= Patrick Burnell =

Irish judge and Crown official

Patrick Burnell (died 1491) was an Irish judge and Crown official of the fifteenth century.

== Biography ==

He was a member of the prominent Burnell family, who were Lords of the Manor of Balgriffin in County Dublin for several generations, and produced several distinguished judges; in Patrick's own generation, his cousin John Burnell was briefly Chief Baron of the Irish Exchequer.

He is first heard of in 1467, when he was serving as a clerk in the Exchequer of Ireland; in 1477 he was giving evidence to the English Court of Chancery. In 1478 he was appointed third Baron of the Court of Exchequer (Ireland), following the death of Nicholas Sutton, whose widow, Anne Cusacke, Burnell later married. He was made Chief Chamberlain as well as a Baron of the Exchequer in 1484, and owned several properties in Dublin, including houses in Fishamble Street.

== The pretender's claim ==

In common with almost all of the Irish judges of the time he was a client of Gerald FitzGerald, 8th Earl of Kildare, who was for many years the dominant force in Irish political life.
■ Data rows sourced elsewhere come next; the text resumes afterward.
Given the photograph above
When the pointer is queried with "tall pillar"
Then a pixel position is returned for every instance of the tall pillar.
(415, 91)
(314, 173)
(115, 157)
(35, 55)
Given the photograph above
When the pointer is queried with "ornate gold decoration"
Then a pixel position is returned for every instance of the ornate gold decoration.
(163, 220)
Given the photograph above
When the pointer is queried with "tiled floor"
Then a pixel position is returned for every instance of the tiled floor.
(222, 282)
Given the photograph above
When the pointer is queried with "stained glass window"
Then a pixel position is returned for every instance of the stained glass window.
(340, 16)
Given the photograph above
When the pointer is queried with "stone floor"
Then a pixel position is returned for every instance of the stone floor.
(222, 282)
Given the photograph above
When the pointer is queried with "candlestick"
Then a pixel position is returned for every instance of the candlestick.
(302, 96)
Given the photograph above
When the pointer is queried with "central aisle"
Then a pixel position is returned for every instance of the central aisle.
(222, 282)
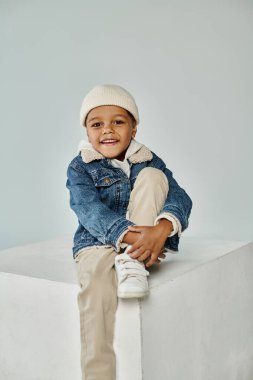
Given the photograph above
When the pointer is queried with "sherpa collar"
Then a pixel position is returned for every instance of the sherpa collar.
(140, 152)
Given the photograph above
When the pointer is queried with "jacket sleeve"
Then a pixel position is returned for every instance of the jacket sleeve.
(178, 202)
(101, 222)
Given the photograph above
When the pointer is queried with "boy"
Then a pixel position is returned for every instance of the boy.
(130, 210)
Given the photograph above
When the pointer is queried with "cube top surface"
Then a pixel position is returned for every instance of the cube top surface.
(53, 260)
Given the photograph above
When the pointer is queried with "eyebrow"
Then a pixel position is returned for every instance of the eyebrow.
(97, 117)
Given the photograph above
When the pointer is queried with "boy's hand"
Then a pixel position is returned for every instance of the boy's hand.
(150, 242)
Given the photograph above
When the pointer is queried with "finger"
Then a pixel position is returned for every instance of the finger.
(134, 247)
(152, 260)
(145, 255)
(138, 252)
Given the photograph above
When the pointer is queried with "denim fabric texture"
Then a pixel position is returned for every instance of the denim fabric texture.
(99, 196)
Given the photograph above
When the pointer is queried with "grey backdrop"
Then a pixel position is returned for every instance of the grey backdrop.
(188, 65)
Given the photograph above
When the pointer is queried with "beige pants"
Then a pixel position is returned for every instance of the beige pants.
(97, 298)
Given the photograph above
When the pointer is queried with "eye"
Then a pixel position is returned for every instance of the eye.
(95, 125)
(118, 122)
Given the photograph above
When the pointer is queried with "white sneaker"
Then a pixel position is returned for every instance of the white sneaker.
(132, 277)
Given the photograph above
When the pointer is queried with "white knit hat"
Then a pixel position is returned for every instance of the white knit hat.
(108, 95)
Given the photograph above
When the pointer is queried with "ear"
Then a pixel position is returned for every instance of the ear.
(87, 134)
(134, 130)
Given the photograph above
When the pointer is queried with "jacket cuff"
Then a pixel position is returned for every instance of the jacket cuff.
(116, 234)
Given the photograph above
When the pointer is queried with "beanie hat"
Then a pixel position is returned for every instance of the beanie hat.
(108, 95)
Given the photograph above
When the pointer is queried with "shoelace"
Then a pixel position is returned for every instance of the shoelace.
(129, 267)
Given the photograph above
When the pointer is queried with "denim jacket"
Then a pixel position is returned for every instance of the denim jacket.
(99, 196)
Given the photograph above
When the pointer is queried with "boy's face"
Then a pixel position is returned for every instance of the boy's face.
(110, 130)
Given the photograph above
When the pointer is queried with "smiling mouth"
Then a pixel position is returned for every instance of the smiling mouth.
(109, 142)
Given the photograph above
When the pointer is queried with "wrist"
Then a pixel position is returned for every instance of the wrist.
(165, 225)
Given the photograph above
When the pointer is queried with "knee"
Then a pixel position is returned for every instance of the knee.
(153, 176)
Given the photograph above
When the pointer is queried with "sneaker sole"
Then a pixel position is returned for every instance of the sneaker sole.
(132, 295)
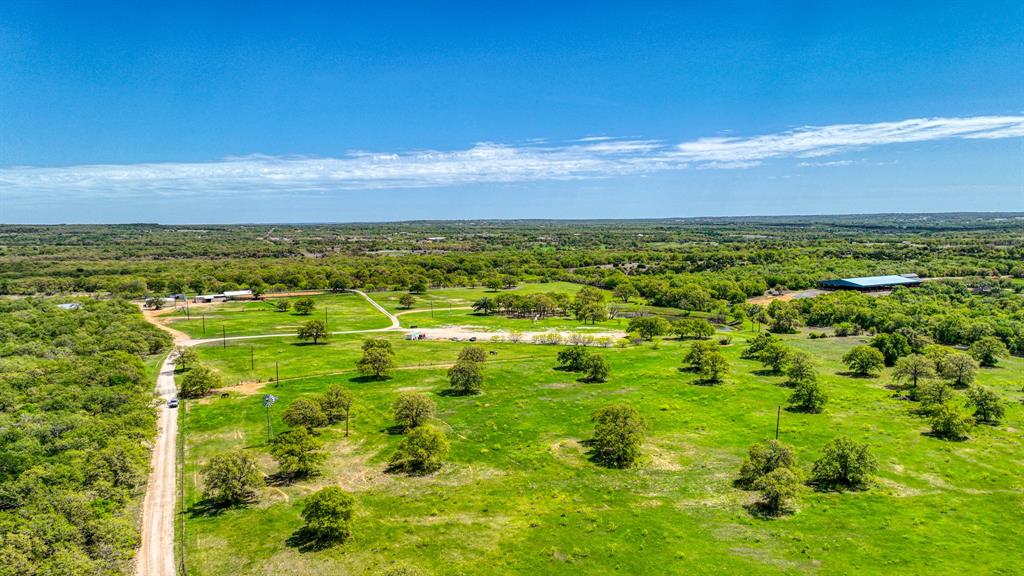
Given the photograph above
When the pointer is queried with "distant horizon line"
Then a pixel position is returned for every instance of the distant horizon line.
(1007, 214)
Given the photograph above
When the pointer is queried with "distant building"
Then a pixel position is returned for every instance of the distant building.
(238, 294)
(867, 283)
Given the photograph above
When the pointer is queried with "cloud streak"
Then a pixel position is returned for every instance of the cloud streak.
(587, 158)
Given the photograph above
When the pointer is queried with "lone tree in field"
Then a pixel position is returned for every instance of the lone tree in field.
(960, 369)
(185, 357)
(949, 422)
(199, 381)
(231, 479)
(484, 305)
(378, 359)
(801, 369)
(466, 377)
(304, 306)
(845, 464)
(777, 488)
(649, 326)
(304, 413)
(988, 351)
(910, 370)
(472, 354)
(775, 357)
(423, 450)
(987, 406)
(764, 457)
(808, 397)
(336, 403)
(597, 368)
(328, 516)
(297, 452)
(713, 367)
(757, 344)
(619, 434)
(314, 330)
(573, 359)
(863, 361)
(625, 290)
(696, 353)
(413, 409)
(892, 345)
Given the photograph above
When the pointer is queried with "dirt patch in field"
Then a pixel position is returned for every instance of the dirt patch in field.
(245, 388)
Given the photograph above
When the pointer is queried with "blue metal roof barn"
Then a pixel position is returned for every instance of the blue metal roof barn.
(870, 282)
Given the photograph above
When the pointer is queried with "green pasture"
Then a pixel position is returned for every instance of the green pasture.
(464, 297)
(519, 495)
(344, 312)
Like his judicial colleagues, he meekly agreed, at Kildare's insistence, to support the claim of the pretender Lambert Simnel to be the rightful King of England in 1487: Kildare had Simnel crowned in Dublin and he invaded England with an Irish army.

When Simnel's cause was crushed at the Battle of Stoke Field, the victorious King Henry VII showed remarkable clemency to the rebels (including Simnel himself, who became a servant in the Royal household), and Burnell benefitted from the general royal pardon issued in 1488. He died in 1491.